Shahab Vahdat, Assistant Professor, Department of Bioengineering, UCR

Integrating Brain and Spinal Cord fMRI: New Frontiers in Functional Neuroimaging and Connectivity

Acquired injuries and movement disorders often disrupt the central nervous system across multiple levels, affecting both the brain and spinal cord. While significant progress has been made in functional neuroimaging of the human brain, imaging spinal cord circuits remains a major challenge due to technical limitations. Additionally, the common practice of scanning the brain and spinal cord separately hinders the study of their functional interactions. Recent advancements, including simultaneous spinal cord-brain fMRI technique developed in my lab and others, provide a promising solution to this challenge. In this talk, I will explore the technical hurdles associated with spinal cord neuroimaging and present recent findings that demonstrate the feasibility and value of simultaneous fMRI for investigating brain-spinal cord circuits under task and resting-state conditions. Finally, I will highlight key directions for future research to overcome remaining obstacles and advance the field of spinal cord-brain fMRI.

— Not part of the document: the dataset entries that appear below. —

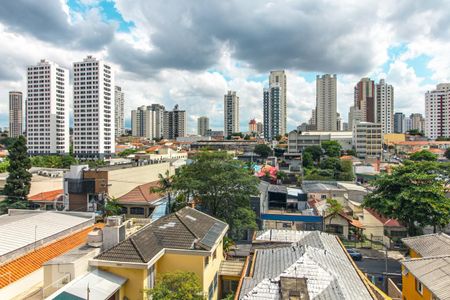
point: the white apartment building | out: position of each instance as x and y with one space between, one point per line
368 140
385 106
143 122
202 126
274 105
175 123
437 112
230 113
15 114
326 103
119 101
94 109
47 109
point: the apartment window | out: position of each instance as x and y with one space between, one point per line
136 211
419 287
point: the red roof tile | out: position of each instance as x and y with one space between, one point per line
141 194
388 222
46 196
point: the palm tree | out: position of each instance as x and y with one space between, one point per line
334 208
164 186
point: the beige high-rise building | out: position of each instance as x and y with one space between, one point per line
326 103
230 113
175 123
275 104
365 101
143 122
202 126
385 106
15 114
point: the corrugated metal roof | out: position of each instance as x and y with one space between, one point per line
24 228
99 284
429 244
433 272
329 273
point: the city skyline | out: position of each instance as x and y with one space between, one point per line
122 40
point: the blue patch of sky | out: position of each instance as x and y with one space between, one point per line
109 13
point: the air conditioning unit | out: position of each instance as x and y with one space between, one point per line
114 221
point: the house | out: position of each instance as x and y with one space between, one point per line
380 228
140 201
425 275
31 238
289 264
49 200
187 240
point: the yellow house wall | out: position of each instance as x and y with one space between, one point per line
372 225
409 288
133 287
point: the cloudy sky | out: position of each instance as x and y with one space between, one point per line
191 52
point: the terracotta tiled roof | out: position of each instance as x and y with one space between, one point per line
141 194
22 266
386 221
46 196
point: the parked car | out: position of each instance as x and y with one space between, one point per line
354 254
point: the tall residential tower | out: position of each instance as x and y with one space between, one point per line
119 99
94 109
47 109
274 103
326 103
15 114
230 113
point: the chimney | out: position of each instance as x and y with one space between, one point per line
293 288
113 232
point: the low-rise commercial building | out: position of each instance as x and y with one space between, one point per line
298 140
368 140
425 274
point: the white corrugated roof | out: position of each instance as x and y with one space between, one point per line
23 228
99 284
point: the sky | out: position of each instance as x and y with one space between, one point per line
192 52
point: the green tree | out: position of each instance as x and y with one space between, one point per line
414 194
331 148
262 150
165 187
18 182
447 153
334 208
316 152
423 155
307 161
222 187
177 285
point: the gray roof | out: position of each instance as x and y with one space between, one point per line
320 187
433 272
429 244
316 256
186 229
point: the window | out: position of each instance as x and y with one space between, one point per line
136 211
419 287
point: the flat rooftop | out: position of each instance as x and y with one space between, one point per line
23 229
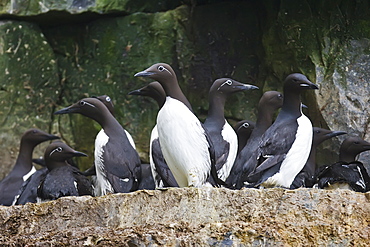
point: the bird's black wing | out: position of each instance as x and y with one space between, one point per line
55 186
123 168
84 186
28 191
275 144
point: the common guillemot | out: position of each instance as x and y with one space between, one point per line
285 146
62 178
184 141
269 103
306 177
222 135
347 172
162 174
116 161
23 168
243 130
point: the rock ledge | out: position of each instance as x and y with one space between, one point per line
192 216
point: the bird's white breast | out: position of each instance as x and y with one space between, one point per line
102 186
130 139
29 174
158 182
229 135
183 143
296 157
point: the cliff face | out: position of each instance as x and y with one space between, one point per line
53 54
191 216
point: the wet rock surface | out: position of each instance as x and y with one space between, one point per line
192 216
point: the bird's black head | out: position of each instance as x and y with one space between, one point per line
161 72
271 100
57 153
89 107
229 86
107 101
153 90
320 134
35 136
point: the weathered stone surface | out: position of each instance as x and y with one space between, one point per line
192 216
33 7
257 42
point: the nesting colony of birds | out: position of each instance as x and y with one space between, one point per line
185 152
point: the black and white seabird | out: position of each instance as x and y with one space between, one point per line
23 168
285 146
222 135
243 130
116 161
62 178
347 173
185 143
161 173
109 104
269 103
306 177
28 191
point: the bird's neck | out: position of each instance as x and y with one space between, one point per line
346 157
216 110
25 156
51 165
174 91
264 119
291 104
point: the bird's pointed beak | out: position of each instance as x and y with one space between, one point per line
246 87
67 110
135 92
309 85
78 154
336 133
144 74
52 137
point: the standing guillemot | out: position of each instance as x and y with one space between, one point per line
222 135
28 191
109 104
23 168
243 130
184 141
117 163
269 103
285 146
161 173
107 101
62 179
306 177
347 172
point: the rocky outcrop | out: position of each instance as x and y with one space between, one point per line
192 216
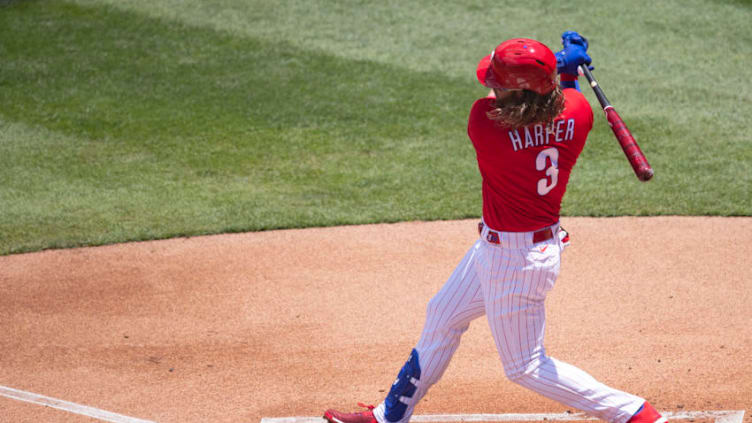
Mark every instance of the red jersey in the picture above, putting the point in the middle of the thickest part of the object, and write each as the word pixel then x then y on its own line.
pixel 525 170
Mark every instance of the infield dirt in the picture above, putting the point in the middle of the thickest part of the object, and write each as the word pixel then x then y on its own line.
pixel 233 328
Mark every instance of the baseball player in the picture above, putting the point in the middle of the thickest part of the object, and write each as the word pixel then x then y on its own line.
pixel 527 134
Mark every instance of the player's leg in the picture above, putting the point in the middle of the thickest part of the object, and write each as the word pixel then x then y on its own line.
pixel 515 287
pixel 448 316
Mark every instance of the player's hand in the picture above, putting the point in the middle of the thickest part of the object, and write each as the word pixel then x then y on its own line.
pixel 573 54
pixel 571 37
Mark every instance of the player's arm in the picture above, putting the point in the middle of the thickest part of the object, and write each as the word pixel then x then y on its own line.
pixel 570 57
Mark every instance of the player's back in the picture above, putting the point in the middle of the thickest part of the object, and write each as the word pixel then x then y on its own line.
pixel 526 170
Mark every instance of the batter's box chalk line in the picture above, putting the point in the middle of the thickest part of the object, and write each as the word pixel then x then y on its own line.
pixel 719 416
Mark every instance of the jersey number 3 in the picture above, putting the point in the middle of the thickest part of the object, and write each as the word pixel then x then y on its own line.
pixel 544 184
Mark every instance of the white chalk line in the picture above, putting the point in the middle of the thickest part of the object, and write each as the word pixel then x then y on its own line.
pixel 720 416
pixel 68 406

Konnie Urbaniak, City of Hope

Deciphering HSC Populations in Sickle Cell Disease using Bayesian Network Modeling and Network Theory

  • Authors: Konstancja Urbaniak, Greta Zara, Grigoriy Gogoshin, Andrei Rodin, NadiaCarlesso, Sergio Branciamore

Sickle Cell Disease (SCD) is a hereditary blood disorder characterized by the production of abnormal hemoglobin, leading to deformed erythrocytes and compromised oxygen transport. Despite advancements in therapeutic strategies, SCD remains a global health burden affecting millions worldwide. Hematopoietic stem cell (HSC) transplantation remains the only curative option. Our study aims to investigate the role of HSCs in SCD. Using scRNAseq of bone marrow samples from our SCD patients and healthy donors (HD), we identified distinct HSC populations. While two HSC populations were observed in HD samples, only one population was present in SCD patients. To elucidate the genetic drivers of these differences and explore their relationships, we employed a Bayesian Network using our BNOmics software, an explainable machine learning approach, and network theory. The latter provided insights into the collective behavior of the key drivers in HSC of SCD and their potential implications for disease progression as well as it shed a light on patient Heterogeneity. Our findings demonstrate the power of explainable machine learning techniques to unravel complex cellular relationships at the gene level of HSCs in SCD, paving the way for novel therapeutic insights.

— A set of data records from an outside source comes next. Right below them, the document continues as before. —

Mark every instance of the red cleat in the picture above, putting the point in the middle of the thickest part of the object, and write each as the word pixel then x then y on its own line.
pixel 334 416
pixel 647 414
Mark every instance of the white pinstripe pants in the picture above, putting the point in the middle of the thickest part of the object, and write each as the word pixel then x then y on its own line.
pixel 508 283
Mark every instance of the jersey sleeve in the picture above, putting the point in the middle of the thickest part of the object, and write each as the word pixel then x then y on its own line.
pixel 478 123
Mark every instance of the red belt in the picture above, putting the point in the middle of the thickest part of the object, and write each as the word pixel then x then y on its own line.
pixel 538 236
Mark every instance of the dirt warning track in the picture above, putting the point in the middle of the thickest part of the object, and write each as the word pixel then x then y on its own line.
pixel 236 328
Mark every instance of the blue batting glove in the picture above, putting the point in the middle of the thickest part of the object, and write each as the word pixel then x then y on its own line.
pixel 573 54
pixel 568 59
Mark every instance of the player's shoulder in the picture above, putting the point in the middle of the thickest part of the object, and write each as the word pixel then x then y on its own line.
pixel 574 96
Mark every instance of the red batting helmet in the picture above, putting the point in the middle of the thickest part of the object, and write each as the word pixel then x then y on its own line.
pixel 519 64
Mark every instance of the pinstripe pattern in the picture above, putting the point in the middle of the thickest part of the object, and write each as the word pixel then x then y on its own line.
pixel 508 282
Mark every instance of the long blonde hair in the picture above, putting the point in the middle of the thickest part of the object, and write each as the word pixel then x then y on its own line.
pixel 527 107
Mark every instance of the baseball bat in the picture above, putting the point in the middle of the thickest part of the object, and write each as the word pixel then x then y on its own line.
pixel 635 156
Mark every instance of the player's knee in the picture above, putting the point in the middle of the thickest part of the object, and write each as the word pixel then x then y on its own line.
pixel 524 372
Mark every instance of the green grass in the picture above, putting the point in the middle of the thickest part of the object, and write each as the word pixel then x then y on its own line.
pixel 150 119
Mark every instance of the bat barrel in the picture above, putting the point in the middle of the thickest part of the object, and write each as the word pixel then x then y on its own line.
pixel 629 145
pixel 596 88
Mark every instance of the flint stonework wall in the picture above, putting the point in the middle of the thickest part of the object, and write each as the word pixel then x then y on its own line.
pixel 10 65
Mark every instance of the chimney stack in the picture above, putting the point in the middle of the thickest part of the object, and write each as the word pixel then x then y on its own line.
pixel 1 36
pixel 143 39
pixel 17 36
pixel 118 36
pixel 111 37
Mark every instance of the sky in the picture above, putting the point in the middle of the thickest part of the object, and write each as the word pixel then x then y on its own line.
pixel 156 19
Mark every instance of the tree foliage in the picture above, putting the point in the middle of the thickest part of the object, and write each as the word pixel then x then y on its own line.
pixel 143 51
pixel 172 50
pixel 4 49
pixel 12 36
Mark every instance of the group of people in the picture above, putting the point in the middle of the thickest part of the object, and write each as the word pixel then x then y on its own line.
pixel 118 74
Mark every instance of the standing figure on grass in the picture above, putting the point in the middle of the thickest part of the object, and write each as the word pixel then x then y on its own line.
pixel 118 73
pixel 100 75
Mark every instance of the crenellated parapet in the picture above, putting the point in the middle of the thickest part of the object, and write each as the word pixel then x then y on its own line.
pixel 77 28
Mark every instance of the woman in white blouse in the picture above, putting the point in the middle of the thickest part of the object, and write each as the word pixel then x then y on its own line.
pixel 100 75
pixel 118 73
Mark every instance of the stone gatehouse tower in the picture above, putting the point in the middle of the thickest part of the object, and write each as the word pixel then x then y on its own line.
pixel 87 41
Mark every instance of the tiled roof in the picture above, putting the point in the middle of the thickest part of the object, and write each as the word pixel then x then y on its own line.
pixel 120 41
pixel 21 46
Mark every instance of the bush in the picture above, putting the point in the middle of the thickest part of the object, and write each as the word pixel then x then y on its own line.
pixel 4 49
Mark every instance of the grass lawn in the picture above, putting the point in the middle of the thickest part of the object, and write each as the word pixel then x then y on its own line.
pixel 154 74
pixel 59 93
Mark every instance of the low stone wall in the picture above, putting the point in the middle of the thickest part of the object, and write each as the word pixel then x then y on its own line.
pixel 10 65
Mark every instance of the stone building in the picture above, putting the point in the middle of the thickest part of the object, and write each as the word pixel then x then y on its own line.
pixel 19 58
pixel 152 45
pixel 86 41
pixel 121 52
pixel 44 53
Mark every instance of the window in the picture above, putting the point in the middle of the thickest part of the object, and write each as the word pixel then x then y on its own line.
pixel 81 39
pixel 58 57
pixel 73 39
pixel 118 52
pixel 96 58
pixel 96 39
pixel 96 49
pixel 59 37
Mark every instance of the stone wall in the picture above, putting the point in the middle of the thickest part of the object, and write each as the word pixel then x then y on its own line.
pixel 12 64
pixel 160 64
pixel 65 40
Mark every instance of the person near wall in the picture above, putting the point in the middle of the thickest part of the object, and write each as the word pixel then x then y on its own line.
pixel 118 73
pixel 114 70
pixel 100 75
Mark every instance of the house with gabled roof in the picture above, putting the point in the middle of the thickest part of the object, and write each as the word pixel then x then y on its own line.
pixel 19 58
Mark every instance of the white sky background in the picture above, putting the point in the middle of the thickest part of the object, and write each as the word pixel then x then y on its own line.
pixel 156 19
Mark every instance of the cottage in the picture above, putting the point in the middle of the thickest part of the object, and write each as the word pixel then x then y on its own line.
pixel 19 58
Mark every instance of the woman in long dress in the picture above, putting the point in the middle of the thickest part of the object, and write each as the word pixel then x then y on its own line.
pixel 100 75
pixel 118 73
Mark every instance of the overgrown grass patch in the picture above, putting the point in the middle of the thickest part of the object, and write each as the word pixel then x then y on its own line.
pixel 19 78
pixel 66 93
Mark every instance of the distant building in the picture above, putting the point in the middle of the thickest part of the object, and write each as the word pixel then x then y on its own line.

Andrei Rodin, City of Hope

Bowtie architectures: from evolution by gene duplication to artificial neural networks (with application to immune signaling)

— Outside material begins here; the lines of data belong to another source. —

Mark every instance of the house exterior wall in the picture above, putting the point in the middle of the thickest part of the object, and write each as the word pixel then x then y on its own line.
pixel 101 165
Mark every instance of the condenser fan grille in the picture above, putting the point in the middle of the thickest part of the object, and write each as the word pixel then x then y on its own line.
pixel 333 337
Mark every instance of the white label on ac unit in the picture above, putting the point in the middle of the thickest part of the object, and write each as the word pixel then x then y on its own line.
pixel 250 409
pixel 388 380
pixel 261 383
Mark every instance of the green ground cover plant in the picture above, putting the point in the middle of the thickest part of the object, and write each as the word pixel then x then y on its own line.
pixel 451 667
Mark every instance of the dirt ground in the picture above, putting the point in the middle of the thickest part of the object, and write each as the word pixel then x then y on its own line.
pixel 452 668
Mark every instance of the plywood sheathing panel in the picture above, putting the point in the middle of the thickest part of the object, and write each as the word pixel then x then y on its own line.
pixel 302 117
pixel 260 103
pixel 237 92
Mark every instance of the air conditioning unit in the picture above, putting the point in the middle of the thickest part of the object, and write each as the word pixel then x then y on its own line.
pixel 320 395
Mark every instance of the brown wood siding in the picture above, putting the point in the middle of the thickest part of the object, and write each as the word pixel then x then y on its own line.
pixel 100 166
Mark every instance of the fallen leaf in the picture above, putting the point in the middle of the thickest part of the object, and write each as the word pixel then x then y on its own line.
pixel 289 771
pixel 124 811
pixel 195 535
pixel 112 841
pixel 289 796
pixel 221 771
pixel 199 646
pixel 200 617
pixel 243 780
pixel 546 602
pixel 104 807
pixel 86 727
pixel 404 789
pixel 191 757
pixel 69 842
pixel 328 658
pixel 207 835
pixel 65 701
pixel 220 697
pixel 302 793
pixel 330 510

Modern deep learning practices and architectures (such as overgrowing and pruning of artificial neural networks, ANNs) have long been designed on foundations of task-specific fit and optimization, as opposed to their original foundations of biomimicry. However, the structure and function of these modern ANNs are often analogous to real-life biological networks. We propose that the ubiquitous information-theoretic and optimization principles underlying the development of ANNs are similar to those guiding the macro-evolution of biological networks and that insights gained from one field can be applied to the other. We look at the evolution and organization of the bowtie network structure of the Janus kinase - signal transducers and activators of transcription (JAK-STAT) pathway, and carry out ANN simulation experiments to demonstrate that an increase in the network's input and output complexity does not necessarily require a more complex intermediate layer. This observation should guide novel biomarker and drug discovery-namely, to prioritize sections of the biological networks in which information is most compressed as opposed to the periphery of the network.